Today, I’m back to normal life in London and doing another photowalk, which is going to be very touristy, as it involves Big Ben and South Bank.
Big Ben and Westminster Palace are actually the first things I see as I step out of the Westminster tube station.
This is another iconic view of the London Eye and the river Thames, which I get as I’m crossing the river via Westminster Bridge.
It’s actually the first time I ever notice this nice little lawn in front of the St Thomas’ Hospital. I suspect no one else does either, unless they are looking specifically for it – everyone must be too consumed with the sightseeing attractions around.
Even though it’s relatively early in the morning, the number of tourists in the area is simply unbelievable, so finding a spot to take a decent picture of Westminster Palace is not an easy task at all. But well, I’m no less of a tourist myself today!
Here I am, standing right in the middle of Westminster Bridge and taking pictures (on a traffic island, of course – for some reason, I always feel the need to specify that I’m behaving in a safe manner!)
Finally I step onto the Queen’s Walk, which is a really long promenade on the southern bank of the Thames. It starts around Lambeth Bridge, which is way before the famous district referred to as the South Bank that is my focus today.
This is just another photo of Westminster Palace, Big Ben, Westminster Bridge and the river, from a different angle.
The South Bank is always buzzing, and of course, weekends are especially busy.
The weather is also quite nice (so far), which supposedly attracts even more visitors.
There are two Queen’s Golden Jubilee footbridges over the Thames, running on both sides of Hungerford Railway Bridge.
Cafés and restaurants are already up and running, serving breakfast and Sunday brunch, but they don’t seem to be extremely busy yet.
Nice try, South Bank, but bringing over some sand and launching a Brazil-inspired beach can hardly turn London into Rio de Janeiro! 😀
This graffiti-decorated skate park is completely empty. Not that I’m familiar with skaters’ sleeping habits, but quite apparently, they are not really morning people.
The people running the Southbank second-hand and antique book market are already up, though, and busy setting up their stalls.
This is how the north bank looks from across the River Thames.
And this is the promenade, just past Waterloo Bridge.
What a sad bench this is!.. Even though it may appear that it is a memorial for someone who has drowned in the Thames, in fact the bench is a tribute to the three British students who were killed in a road accident in Thailand and has been placed there by their mothers.
On a slightly more positive note, that’s a pretty awesome view containing St Paul’s Cathedral, the City and the OXO Tower at the same time.
A few people are making sand sculptures here, which makes me wonder if it’s some sort of a competition, or at least some coordinated effort, or if each of them is completely independent from the others.

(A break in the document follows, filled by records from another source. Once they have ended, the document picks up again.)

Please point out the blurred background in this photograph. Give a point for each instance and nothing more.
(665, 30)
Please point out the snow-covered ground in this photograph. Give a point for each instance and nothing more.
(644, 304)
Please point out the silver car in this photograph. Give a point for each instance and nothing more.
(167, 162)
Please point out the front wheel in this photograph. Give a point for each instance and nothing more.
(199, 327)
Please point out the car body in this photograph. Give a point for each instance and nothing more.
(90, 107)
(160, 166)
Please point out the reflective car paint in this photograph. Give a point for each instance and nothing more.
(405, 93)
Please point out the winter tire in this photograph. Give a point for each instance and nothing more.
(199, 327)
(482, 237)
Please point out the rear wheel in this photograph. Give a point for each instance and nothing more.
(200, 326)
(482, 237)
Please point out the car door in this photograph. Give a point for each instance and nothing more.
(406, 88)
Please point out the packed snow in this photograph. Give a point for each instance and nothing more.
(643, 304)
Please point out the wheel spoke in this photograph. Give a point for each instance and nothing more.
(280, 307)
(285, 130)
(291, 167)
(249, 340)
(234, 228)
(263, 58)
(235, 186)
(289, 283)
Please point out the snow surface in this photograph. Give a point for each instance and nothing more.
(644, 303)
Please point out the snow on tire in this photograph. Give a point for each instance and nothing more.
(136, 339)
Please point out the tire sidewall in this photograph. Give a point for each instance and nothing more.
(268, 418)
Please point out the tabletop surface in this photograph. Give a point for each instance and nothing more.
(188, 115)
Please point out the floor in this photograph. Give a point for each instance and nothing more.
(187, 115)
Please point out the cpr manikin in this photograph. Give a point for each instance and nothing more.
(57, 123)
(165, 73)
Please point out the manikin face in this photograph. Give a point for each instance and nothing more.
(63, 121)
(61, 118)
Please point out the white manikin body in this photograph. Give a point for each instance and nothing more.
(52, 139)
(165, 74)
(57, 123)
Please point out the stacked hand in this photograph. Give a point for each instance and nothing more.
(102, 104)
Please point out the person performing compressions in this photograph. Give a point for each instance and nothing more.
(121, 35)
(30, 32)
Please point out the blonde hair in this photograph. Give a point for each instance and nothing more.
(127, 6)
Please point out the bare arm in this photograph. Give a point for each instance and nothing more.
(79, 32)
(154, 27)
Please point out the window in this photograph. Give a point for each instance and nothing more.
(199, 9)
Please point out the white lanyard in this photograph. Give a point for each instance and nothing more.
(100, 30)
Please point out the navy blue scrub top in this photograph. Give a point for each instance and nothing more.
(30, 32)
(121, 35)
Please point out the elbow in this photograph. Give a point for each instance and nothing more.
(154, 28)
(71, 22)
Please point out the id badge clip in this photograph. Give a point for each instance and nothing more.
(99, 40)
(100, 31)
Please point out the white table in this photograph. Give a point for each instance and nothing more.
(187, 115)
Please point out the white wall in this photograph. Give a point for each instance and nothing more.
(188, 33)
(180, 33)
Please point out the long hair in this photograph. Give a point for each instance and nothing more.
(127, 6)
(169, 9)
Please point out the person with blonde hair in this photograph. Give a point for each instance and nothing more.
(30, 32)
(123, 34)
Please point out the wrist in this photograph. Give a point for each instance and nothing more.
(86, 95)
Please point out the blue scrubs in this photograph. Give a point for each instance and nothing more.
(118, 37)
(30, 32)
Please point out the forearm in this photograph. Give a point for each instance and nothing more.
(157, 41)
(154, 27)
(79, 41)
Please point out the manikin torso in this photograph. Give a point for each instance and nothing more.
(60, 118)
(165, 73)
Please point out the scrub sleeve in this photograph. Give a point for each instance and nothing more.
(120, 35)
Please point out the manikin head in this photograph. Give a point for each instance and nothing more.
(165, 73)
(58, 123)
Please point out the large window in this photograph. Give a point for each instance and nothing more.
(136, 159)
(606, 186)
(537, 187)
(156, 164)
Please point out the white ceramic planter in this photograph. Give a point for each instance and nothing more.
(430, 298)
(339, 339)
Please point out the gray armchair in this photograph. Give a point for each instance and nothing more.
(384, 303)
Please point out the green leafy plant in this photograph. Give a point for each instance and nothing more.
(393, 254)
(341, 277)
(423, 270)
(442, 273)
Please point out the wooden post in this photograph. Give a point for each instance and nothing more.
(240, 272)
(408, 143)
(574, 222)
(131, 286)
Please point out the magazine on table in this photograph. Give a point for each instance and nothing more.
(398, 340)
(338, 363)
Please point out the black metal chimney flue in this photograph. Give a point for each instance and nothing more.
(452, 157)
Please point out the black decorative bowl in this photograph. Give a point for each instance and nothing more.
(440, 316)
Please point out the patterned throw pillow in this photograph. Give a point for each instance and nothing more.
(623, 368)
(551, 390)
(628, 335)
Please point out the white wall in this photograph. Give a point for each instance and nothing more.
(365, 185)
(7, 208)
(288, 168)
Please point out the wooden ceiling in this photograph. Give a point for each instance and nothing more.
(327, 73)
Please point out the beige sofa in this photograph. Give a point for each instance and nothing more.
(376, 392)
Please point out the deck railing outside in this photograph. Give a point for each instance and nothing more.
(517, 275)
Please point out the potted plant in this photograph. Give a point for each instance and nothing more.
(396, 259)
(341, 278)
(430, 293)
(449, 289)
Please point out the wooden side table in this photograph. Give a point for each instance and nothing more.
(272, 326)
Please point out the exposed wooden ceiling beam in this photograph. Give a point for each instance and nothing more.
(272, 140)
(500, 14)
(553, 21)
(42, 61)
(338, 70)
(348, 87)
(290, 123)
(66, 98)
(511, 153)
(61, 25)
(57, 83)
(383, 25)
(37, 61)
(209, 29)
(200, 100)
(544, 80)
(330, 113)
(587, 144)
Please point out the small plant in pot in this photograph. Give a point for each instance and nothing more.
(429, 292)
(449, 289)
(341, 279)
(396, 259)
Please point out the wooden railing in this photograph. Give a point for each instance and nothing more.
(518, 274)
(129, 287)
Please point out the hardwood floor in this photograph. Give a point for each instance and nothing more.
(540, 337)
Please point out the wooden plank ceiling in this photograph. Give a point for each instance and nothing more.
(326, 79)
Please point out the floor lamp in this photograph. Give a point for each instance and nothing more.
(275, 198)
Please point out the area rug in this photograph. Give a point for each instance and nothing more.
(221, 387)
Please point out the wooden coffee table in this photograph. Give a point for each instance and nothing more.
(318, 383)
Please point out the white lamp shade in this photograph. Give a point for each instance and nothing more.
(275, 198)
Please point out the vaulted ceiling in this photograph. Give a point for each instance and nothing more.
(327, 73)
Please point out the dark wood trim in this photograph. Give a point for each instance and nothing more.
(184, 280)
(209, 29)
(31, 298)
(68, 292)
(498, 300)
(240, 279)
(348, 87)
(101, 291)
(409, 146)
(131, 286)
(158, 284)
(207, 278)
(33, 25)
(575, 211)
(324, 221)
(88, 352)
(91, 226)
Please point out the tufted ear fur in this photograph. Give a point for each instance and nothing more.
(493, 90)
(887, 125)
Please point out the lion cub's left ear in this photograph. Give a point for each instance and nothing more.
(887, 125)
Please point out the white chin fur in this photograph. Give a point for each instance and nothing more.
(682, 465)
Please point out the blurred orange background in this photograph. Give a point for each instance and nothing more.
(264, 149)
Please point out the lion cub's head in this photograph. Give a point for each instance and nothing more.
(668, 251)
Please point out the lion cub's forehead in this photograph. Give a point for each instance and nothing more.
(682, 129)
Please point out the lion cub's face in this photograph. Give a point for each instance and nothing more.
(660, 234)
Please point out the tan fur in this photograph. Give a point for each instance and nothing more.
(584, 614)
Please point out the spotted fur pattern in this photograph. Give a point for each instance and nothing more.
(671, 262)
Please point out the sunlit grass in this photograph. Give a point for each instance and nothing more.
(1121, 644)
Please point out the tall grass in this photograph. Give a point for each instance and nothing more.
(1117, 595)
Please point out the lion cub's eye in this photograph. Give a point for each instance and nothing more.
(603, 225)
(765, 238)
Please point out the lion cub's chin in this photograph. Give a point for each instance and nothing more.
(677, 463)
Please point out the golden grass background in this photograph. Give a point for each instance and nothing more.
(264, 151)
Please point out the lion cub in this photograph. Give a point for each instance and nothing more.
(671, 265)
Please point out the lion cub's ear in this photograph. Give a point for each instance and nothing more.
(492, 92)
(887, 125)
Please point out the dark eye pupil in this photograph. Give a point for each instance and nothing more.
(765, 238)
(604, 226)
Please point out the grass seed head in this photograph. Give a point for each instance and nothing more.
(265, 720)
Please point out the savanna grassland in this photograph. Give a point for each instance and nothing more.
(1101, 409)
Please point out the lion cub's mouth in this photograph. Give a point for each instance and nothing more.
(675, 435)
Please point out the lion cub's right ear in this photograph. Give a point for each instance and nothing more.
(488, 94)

I think, this is a very nice place to have breakfast, it’s weird that the balcony is empty – maybe they don’t open it in the morning.
On an even more positive note, here are some words of wisdom about the British summer from a local pub, which are not quite relevant for the past few days’ weather though.
Looking at the mostly empty tables, I can’t help thinking whether there is any correlation between this fact and their over-pessimism 😀
Once again, this is St Paul’s Cathedral, and Millennium footbridge on its right.
I’m now around Southwark (which, by the way, is pronounced like ‘SUTH-uck’ and not ‘SOUTH-walk’ as one may think) and the skies are getting considerably greyer.
I am always looking out for interesting examples of graffiti and street art.
One of the most memorable places on the South Bank for me is this full-scale replica of Sir Francis Drake’s galleon, Golden Hinde.
I’ve never noticed that head of a female deer (or actually, a Hinde) there!
This is Southwark Cathedral and I’m really wondering why on earth it is luring people with ice-cream…
I am now on Tooley Street, which, quite interestingly, gets its name from the distorted pronounciation of St Olaf’s name, who had a church named after him right here. The church was demolished in early 20th century, and an office block called St Olaf House was built instead.
I did a photowalk around the City previously, but it was quite hard to make nice pictures of its high-rises at a short distance. Now they look much better.
By the time I get closer to Tower Bridge, the weather changes completely, it is now pretty windy and not as warm as it was earlier today.